C’est une partie de l’histoire qui nous appartient à tous, mais que l’on cache. C’était important pour nous de la montrer. » Une histoire universelle, mais aussi intime, puisque la metteuse en scène et la chanteuse-comédienne Sika Gblondoumé, elles-mêmes originaires de pays anciennement colonisés – le Laos et le Bénin – se sont nourries de leurs expériences personnelles pour raconter les manifestations de racisme ordinaire.
« La marionnette instaure une distance »
Soumission des nouveaux territoires par les armes, exploitation des ressources naturelles, asservissement des peuples… La pièce questionne les stigmates de la colonisation sur notre société, en explore les processus sans les dater ni les situer. La troupe angevine utilise la technique du corps castelet, où le corps de l’acteur manipulateur est visible. « J’ai tout de suite eu l’intuition de montrer aux spectateurs un corps morcelé sur lequel on mettrait en scène des figurines, explique Dorothée Saysombat.
Cela nous permet de parler de façon métaphorique, allégorique des territoires conquis, mais aussi des populations colonisées, complètement déshumanisées, et de leur morcellement identitaire. » Une façon, aussi, d’aborder ce sujet sensible avec dérision et humour.
« La marionnette instaure une distance, permet de regarder les choses différemment, et amène de l’humanité, considère la comédienne, adepte du burlesque. On ne veut pas être dans le théâtre à message ou moralisateur,mais créer un espace de partage où les spectateurs rient, ensemble. »
Théâtre en mots – Juillet 2021 par Cécile Legall
Des séquences extrêmement drôles, autour du sujet de la colonisation qui ne l’est pas, de manières légères et coup de tonnerre d’explosif (son, un moment seulement), pour faire comprendre ce qu’il reste du colonialisme ou du racisme au quotidien, et la transformation des paysages d’un territoire annexé. A l’aide de décors divers, classique mais aussi inspirés de l’art contemporain. (ou du Théâtre de Nantes) avec pieds, mains, torses comme sortant du sable, se mouvant au besoin comme une matérialité de vies niées acculées à l’acceptation d’un sort choisie par d’autres, l’air de rien.
Un large castelet sert à faire vivre les décors et les actions représentées, tandis que sur le devant de la scène les deux comédiennes jouent des intermèdes-scènes de vies quotidiennes au pays d’origine, comme l’élève et sa professeur qui note à la craie où elle le peut (sur le mur ou il y a des plaques en fer d’enseignes commerciales d’autrefois réutilisées) le cours du jour : « de Clovis à Chirac », histoire de donner le ton de cette pièce aussi faite pour les enfants, par le théâtre, un espace de possibles multiples pour dire et raconter ce qu’on veut mettre à jour.
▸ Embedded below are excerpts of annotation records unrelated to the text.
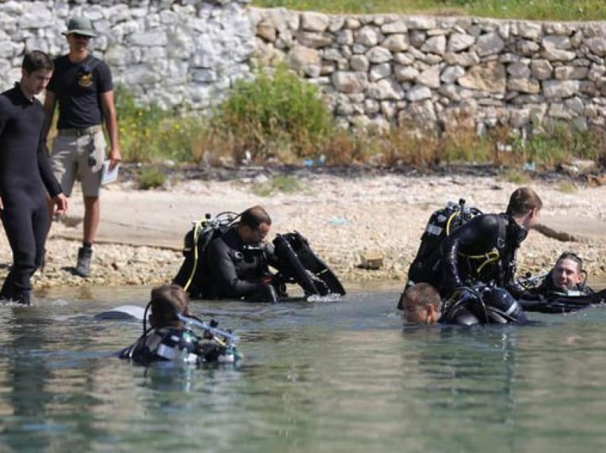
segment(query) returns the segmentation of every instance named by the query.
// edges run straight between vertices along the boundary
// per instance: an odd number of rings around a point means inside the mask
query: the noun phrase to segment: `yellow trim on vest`
[[[183,289],[188,291],[188,288],[190,287],[190,285],[192,284],[192,281],[194,278],[194,275],[195,274],[196,268],[197,268],[197,238],[200,236],[200,231],[202,229],[202,226],[204,224],[205,224],[205,219],[198,220],[195,222],[194,226],[194,234],[193,234],[193,248],[194,248],[194,265],[192,268],[192,274],[190,276],[190,278],[188,279],[188,283],[183,286]]]

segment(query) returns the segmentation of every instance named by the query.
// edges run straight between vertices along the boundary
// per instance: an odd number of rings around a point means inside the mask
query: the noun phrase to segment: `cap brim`
[[[78,34],[83,35],[85,36],[90,36],[91,38],[94,38],[97,36],[97,33],[94,31],[91,31],[90,30],[81,30],[78,28],[75,28],[74,30],[66,30],[61,34],[63,34],[66,36],[68,35]]]

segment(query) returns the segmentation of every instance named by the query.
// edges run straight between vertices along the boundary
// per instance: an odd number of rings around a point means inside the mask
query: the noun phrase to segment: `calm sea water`
[[[606,308],[525,327],[403,328],[396,289],[336,302],[195,302],[242,337],[237,367],[113,356],[149,288],[0,306],[0,452],[597,452]]]

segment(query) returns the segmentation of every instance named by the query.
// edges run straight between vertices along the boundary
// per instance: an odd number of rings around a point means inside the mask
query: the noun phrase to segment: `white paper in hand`
[[[120,167],[120,164],[116,164],[113,170],[109,169],[109,160],[103,162],[103,169],[101,172],[101,185],[104,186],[110,182],[113,182],[118,179],[118,169]]]

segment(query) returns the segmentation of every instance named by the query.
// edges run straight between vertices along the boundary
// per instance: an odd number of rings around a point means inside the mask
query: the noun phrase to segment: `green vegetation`
[[[530,177],[528,174],[523,173],[517,170],[509,170],[505,175],[505,180],[512,184],[518,185],[523,185],[528,184],[530,182]]]
[[[302,189],[299,179],[286,175],[274,176],[265,182],[255,183],[252,186],[252,192],[259,197],[269,197],[277,192],[292,194]]]
[[[160,187],[166,181],[166,175],[155,165],[145,165],[139,170],[139,188],[143,190]]]
[[[425,13],[558,21],[606,19],[603,0],[254,0],[252,4],[327,13]]]
[[[281,162],[314,155],[334,130],[333,118],[318,88],[284,66],[259,69],[254,80],[240,80],[218,108],[213,123],[233,143],[235,157]]]
[[[155,105],[139,106],[132,95],[123,89],[117,91],[115,110],[125,160],[191,160],[200,134],[194,117]]]
[[[563,194],[574,194],[577,192],[577,187],[571,181],[562,181],[558,184],[558,190]]]
[[[575,131],[567,124],[537,131],[528,140],[505,127],[478,137],[473,122],[463,117],[439,134],[418,131],[413,123],[382,133],[343,130],[335,125],[317,88],[283,66],[272,74],[260,70],[255,80],[238,83],[210,115],[139,107],[123,92],[117,96],[117,106],[125,160],[153,165],[166,159],[210,165],[237,165],[245,160],[302,165],[304,160],[387,167],[463,162],[519,167],[528,163],[540,170],[573,157],[606,161],[606,132]],[[154,175],[153,169],[145,168],[143,185],[163,183],[163,175]],[[289,186],[295,184],[272,180],[257,190],[286,191]]]

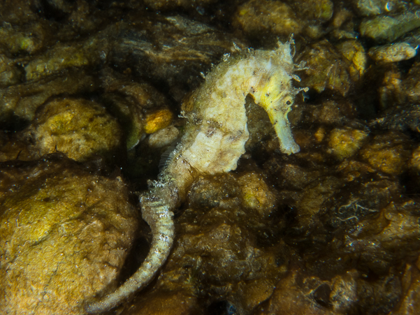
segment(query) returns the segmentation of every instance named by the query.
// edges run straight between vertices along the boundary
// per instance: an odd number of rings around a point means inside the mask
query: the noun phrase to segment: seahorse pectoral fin
[[[282,152],[289,155],[298,152],[300,148],[293,138],[290,123],[287,119],[287,113],[290,112],[291,108],[289,107],[284,110],[279,106],[273,105],[264,109],[268,114],[270,121],[279,139]]]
Auprès d’administrations publiques des scènes où l’une et l’autre des deux comédiennes doivent épeler leurs noms avec difficultés, font une épopée très réussie, tant sur le sujet des administrations que celui du recul face aux noms étrangers de Madame tout le monde, et la connaissance vague de l’histoire en général; la gène procurée par le sujet pour certains. Cette scène, depuis des fenêtres différentes du castelet, comme Guignol sortant de sa boite, mise en jeu bien choisie.